You know the feeling when someone scratches a chalkboard? I get the same thing when a startup entrepreneur declares their company has no competitors or no direct rivals. This is usually accompanied with a nice looking graph with lots of check marks for them, and either blanks or X’s for their rivals.
Whenever this happens, the alarm bells go off. It means the startup hasn’t done its homework, it’s ignorant or oblivious to rivals, or it’s guilty of doing a really bad job of trying to pull one over on people.
Truth be told, 99.999% of startups have competitors, no matter how much you want to splice hairs or attempt to position your company differently.
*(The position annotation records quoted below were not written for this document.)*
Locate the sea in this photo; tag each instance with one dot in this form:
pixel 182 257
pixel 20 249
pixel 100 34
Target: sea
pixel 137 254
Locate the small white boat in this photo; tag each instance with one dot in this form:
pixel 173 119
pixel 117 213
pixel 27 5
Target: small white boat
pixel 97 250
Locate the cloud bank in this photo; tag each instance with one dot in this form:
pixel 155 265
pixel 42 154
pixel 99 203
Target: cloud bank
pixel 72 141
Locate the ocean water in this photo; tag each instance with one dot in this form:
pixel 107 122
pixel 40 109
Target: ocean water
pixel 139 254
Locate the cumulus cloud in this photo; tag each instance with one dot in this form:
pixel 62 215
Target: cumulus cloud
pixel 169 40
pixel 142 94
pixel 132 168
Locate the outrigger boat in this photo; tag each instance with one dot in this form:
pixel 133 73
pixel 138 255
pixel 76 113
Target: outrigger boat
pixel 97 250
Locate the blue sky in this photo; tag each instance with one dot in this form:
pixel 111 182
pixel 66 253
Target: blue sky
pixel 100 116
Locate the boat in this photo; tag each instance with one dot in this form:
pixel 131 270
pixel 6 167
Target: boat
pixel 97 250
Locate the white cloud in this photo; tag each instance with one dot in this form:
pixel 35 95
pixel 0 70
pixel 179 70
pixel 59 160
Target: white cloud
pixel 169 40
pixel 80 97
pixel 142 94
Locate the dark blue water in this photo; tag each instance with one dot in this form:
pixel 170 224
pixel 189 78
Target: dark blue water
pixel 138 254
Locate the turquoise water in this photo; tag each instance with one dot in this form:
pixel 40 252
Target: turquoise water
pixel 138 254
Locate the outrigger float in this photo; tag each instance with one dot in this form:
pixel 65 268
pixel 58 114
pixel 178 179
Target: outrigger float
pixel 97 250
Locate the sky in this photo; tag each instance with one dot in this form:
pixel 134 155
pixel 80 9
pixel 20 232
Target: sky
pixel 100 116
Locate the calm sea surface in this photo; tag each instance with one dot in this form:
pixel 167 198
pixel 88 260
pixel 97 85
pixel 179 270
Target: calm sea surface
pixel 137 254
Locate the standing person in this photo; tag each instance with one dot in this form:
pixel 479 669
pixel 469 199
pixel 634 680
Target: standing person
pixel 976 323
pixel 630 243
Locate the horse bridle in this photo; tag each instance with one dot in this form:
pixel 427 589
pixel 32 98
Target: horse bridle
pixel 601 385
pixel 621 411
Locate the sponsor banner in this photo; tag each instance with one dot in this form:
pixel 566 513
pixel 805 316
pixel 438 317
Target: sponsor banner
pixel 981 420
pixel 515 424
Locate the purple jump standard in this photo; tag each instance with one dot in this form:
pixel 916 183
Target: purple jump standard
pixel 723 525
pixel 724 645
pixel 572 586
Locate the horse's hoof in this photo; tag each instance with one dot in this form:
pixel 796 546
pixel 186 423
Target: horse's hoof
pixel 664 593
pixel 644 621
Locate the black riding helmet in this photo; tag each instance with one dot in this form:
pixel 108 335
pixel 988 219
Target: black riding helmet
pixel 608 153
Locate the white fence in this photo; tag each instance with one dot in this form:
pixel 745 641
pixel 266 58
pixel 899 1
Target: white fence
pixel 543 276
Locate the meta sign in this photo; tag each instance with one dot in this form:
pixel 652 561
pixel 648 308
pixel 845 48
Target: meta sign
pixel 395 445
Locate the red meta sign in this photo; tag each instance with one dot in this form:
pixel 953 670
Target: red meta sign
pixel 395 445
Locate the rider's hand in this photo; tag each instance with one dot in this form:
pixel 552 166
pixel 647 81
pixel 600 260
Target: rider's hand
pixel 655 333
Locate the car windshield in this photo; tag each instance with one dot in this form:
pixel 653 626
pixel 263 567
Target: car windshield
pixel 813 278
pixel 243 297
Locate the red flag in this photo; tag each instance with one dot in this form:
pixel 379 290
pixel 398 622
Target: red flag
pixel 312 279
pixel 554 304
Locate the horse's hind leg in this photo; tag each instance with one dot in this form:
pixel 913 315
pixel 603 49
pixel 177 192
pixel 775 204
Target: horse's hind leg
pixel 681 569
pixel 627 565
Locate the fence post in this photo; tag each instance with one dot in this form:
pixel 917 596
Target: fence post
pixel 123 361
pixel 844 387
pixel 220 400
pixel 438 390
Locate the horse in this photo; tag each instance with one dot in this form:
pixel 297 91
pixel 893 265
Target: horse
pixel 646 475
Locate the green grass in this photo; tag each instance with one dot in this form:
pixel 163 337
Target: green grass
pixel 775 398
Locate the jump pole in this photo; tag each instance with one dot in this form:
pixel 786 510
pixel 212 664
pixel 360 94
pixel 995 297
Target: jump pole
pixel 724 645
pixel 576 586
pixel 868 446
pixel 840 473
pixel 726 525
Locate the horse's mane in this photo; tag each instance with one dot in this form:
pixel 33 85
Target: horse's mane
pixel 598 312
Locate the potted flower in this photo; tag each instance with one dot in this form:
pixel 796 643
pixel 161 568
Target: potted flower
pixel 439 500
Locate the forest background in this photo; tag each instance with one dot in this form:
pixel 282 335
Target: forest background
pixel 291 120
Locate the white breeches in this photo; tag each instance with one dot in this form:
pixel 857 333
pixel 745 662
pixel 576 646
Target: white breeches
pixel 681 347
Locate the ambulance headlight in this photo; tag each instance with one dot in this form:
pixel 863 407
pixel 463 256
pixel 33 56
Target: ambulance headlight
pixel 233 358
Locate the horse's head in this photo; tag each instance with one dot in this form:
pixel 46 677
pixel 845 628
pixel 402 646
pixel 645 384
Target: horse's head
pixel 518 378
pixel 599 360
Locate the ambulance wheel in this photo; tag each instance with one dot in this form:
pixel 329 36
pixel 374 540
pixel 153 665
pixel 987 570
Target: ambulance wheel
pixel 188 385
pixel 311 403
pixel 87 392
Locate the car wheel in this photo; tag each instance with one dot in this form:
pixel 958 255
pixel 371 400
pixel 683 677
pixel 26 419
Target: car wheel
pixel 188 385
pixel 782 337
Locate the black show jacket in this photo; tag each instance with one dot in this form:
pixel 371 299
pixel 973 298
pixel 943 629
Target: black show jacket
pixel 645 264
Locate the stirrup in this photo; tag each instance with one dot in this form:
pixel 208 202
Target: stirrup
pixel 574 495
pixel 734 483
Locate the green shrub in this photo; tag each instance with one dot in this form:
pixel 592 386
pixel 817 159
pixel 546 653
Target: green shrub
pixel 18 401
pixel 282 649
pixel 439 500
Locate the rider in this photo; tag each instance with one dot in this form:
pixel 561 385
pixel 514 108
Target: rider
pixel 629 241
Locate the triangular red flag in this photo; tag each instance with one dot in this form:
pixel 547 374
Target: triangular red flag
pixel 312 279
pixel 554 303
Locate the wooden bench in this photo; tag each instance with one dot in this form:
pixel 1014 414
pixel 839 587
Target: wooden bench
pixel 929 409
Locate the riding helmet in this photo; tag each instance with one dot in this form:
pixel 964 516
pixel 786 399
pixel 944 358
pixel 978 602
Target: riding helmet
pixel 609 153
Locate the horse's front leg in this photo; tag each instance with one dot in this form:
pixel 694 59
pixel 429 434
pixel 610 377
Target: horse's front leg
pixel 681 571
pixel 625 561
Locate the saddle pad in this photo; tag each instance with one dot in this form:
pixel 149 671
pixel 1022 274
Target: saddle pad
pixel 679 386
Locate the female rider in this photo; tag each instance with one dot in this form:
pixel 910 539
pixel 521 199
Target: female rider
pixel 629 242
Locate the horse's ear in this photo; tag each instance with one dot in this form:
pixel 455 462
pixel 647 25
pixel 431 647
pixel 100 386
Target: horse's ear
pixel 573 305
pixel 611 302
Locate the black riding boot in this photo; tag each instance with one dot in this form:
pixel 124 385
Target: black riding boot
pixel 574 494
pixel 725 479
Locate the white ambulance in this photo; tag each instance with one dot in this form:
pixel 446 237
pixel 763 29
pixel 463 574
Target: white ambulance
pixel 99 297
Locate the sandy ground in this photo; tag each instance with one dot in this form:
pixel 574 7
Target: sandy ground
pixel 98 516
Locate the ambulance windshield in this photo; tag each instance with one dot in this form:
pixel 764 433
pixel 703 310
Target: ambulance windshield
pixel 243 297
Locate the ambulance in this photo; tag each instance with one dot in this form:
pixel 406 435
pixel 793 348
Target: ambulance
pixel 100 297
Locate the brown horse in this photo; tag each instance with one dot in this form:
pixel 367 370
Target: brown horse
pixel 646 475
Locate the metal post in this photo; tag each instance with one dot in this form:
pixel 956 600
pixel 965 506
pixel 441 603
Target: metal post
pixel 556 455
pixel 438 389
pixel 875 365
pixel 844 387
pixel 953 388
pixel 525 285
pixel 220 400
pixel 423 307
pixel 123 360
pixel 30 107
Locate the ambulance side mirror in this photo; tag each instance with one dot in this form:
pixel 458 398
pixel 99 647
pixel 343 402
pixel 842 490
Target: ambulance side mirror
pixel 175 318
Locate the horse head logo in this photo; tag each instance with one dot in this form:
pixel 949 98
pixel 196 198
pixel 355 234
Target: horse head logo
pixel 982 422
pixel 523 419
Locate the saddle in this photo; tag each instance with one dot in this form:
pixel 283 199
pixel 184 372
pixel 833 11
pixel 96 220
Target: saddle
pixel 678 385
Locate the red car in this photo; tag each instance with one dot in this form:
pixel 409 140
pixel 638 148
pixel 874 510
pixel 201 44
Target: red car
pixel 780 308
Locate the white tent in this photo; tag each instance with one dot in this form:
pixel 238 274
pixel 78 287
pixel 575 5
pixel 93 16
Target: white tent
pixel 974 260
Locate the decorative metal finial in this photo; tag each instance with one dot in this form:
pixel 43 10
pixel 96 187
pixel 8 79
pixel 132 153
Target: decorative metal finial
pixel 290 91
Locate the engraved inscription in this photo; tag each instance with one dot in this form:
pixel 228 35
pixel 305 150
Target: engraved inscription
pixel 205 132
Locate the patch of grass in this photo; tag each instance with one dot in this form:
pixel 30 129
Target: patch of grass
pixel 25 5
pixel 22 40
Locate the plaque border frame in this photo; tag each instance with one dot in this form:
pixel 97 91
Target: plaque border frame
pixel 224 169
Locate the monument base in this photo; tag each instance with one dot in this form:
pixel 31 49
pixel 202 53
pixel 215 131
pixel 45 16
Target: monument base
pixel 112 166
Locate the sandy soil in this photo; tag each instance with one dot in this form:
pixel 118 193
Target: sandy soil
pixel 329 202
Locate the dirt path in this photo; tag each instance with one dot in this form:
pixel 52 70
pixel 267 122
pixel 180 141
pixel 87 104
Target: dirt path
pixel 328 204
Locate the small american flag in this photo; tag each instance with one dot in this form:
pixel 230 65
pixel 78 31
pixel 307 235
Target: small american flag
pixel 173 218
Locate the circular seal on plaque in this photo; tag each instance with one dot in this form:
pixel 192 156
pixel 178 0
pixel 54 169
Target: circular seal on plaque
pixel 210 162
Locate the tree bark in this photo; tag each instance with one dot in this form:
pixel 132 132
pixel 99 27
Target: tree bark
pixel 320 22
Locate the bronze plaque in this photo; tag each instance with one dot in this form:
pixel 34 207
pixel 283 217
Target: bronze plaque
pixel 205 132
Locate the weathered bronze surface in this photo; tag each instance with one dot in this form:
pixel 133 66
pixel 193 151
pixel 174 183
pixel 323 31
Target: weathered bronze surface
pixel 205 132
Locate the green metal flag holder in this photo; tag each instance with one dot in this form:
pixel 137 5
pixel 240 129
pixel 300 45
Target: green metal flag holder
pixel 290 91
The competition may be invisible or low-profile, or it may not seem to be a competitor but they’re, nevertheless, offering the same kind of products and pursuing the same customers.
This is a competitive reality. No matter how much you want to think your startup is unique, there’s somebody somewhere working on or offering the same product. In very, very rare situations, a startup creates a product utterly unique, innovative and fresh.
So rather than dismiss the competitors, be healthily paranoid about them. Drill down to discover who they are, what they do and how they’re better or different. Get a handle on who is going head-to-head, and who’s approaching the market from a different angle.
Spend the time to analyze the competitive landscape to figure out how to best position your startup. And then, even better, drive the business forward by outflanking the competition through better execution, pricing, customer service, sales and marketing.
In other words, kill the competition rather than ignoring or brushing it aside.
Startups who fool themselves into believing they don’t have competitors make themselves vulnerable to failure. It breeds complacency, a lack of urgency and the inability to keep pushing the envelope. It other words, it’s trouble.